Powerful contrôleur général (roughly, minister of finance) under King Louis XIV of France. Colbert managed, against the incredible odds of the Sun King's extravagance, to keep some degree of solvency in French state finances.
Colbert believed in the Mercantilist doctrine that the expansion of commerce (and the maintenance of a favorable balance of trade) was the key to State wealth. His policies -- what became known as Colbertisme -- were all geared in this direction. Colbert doted on his charter companies, set up chambers of commerce, redirected capital to export and import-substitution industries, set up a protective system of tariffs and duties, blocked foreigners from trading in French colonies, etc.
By and large, Colbert was not interested in internal commerce which, in his view, did nothing for State wealth. French farmers and small manufacturers were left locked in the stifling embrace of Medieval town crafts and merchant guilds. Restrictions and internal tariffs on the movement of goods and labor between regions remained in place. The incredibly regressive tax system was reinforced; with the privileged landowning gentry and clergy exempt from taxation and the big import-export capitalists coddled with bounties, the burden of taxes fell even heavier upon the luckless French farmers and small town craftsmen.
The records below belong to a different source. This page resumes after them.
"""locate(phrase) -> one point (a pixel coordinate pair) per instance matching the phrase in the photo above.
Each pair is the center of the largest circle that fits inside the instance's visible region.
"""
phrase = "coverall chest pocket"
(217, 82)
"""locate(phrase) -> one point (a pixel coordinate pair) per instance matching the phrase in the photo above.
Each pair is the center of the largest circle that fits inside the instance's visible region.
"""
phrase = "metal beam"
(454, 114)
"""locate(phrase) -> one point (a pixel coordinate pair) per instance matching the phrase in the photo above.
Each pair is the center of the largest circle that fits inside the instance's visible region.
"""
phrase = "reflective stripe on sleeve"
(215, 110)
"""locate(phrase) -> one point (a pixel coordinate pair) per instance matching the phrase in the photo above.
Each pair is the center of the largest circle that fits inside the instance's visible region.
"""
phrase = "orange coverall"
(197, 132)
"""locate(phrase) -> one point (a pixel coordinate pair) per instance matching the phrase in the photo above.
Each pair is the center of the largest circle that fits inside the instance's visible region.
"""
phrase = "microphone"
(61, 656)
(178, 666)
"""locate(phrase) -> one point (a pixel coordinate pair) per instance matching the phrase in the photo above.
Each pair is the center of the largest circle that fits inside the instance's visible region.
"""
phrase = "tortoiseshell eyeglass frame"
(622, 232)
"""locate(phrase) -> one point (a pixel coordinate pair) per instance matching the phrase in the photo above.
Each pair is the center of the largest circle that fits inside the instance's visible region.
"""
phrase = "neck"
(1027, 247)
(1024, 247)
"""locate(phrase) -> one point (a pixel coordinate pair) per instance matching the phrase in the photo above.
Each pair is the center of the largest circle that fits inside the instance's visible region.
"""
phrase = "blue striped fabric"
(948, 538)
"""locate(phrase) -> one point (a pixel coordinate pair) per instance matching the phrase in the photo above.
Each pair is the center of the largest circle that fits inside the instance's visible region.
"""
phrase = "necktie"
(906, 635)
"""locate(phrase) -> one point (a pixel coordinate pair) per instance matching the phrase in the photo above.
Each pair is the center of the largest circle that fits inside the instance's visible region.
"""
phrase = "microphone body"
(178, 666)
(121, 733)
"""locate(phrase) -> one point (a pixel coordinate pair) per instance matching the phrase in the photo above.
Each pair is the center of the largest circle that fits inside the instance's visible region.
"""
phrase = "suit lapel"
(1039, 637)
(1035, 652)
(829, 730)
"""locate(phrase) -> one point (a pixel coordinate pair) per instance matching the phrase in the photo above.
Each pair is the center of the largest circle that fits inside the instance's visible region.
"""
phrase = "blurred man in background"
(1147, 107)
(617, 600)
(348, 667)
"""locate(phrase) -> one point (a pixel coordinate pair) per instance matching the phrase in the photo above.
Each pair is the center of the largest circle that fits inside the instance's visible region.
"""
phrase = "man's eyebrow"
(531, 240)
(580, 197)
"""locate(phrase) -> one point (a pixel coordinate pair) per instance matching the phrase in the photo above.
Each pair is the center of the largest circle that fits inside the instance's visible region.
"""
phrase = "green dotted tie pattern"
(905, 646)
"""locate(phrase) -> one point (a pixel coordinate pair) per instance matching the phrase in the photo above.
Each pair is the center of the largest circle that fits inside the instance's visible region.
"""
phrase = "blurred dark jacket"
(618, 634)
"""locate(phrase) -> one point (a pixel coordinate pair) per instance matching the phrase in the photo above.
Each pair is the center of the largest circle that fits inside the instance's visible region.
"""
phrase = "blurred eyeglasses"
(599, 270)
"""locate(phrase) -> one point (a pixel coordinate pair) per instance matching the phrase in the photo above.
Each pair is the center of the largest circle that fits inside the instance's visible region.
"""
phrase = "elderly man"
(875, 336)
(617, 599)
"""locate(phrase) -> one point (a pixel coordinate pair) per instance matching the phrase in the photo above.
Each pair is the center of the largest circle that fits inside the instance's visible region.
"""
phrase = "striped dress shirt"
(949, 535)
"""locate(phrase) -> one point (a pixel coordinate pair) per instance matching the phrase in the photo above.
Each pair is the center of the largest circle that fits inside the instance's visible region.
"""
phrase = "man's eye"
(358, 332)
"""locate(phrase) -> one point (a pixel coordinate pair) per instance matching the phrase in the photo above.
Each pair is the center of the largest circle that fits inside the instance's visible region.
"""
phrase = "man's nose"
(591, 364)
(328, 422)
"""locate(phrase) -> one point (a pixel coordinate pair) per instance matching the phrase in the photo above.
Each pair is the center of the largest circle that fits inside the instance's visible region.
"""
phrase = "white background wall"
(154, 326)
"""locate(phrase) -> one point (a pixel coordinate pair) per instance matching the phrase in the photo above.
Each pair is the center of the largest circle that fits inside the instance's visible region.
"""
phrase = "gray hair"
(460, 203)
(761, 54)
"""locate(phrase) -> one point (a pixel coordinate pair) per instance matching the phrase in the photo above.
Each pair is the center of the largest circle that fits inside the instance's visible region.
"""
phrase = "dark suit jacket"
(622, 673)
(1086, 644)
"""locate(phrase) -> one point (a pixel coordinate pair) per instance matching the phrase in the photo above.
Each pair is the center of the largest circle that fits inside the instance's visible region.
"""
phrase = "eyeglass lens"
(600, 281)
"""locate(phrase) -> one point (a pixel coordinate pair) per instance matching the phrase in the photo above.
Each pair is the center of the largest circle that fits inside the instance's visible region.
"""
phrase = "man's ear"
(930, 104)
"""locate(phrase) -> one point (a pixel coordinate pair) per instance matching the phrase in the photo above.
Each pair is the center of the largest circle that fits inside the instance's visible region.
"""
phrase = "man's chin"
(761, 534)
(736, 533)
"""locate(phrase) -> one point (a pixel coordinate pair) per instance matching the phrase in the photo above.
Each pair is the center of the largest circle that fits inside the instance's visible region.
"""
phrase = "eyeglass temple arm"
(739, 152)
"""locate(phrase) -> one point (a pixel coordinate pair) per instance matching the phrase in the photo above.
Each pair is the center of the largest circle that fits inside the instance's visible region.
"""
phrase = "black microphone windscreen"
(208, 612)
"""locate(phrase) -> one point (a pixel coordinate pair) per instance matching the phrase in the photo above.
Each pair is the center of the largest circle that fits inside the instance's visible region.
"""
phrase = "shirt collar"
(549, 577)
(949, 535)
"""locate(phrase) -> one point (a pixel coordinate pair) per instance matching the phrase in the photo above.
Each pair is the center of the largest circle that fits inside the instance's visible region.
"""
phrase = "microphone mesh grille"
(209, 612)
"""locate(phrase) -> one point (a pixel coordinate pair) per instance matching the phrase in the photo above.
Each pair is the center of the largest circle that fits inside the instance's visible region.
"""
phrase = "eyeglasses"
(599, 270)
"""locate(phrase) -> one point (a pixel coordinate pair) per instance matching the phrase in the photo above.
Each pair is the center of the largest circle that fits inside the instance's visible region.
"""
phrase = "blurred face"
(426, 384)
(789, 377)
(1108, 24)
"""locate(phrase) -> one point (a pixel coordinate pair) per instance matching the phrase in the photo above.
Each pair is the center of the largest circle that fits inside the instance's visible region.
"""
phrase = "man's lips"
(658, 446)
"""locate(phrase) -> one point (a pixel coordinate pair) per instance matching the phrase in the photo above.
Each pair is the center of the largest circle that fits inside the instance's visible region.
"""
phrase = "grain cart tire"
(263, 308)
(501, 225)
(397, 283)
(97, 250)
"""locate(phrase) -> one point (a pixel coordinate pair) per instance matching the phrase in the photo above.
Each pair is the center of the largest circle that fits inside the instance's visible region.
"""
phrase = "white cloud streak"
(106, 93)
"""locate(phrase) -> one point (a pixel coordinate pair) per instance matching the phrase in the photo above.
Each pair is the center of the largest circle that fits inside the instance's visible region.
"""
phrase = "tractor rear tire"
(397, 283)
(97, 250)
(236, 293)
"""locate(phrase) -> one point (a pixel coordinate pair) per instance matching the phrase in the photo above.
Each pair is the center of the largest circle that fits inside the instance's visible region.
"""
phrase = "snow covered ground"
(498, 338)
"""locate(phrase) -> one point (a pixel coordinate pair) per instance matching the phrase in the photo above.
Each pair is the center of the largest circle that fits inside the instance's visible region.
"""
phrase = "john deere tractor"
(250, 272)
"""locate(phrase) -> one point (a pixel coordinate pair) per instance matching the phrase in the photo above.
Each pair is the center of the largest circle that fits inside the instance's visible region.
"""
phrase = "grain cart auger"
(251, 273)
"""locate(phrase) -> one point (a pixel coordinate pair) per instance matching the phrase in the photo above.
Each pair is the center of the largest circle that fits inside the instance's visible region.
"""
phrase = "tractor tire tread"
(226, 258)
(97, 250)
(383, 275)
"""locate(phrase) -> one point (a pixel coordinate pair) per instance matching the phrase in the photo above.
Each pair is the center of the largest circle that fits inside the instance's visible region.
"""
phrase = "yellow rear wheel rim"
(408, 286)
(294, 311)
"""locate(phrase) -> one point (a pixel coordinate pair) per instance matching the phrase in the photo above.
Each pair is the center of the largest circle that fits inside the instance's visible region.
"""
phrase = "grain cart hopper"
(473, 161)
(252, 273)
The encouragement of some export industries, notably wine, transformed land-use patterns, leaving some areas of France dangerously close to food-insufficiency.
Like the Duke of Sully before him, Colbert recognized the need for a good internal transportation network, but only because it was necessary to connect the ports to French import-export industries. Colbert revived the hated corvée, the unpaid labor-time owed by peasants to their feudal lords (and now the State) and forced local farmers and their draught-animals to work on road maintenance.
The Colbertiste system created a paradox. It generated a "progressive" external economy while allowing the internal economy to stagnate. Indeed, by the very set-up of the system, the promotion of the former often meant greater burdens for the latter. Eventually, commentators like the Maréchal de Vauban, Claude Jacques Herbert, Pierre le Pesant de Boisguilbert and Vincent de Gournay raised their voices and called for the reform of the system.
It was only during the late Enlightenment period, as bankruptcy loomed and discontent stalked the land, that the question of reform was seriously addressed. Neo-Colbertistes such as Forbonnais and Graslin believed Colbert's policies were, on the whole, correct. All that was required, they argued, was to bring the internal economy into shape by getting rid of some of the crippling Medieval restrictions, rationalizing administration and making the fiscal burden more equitable. Others, notably Quesnay and the Physiocratic clique, believed that Colbert's ideas was entirely wrong-headed and called unequivocally for their complete abandonment. Much of the Colbertiste system was (temporarily) dismantled during Jacques Turgot's brief tenure as controller-general in the 1770s. At the end of the day, the reforms were too little and too late. The tensions created by the Colbertiste paradox -- and the inability (and unwillingness) of Colbert's successors to fix it -- were probably the main cause of the French Revolution of 1789.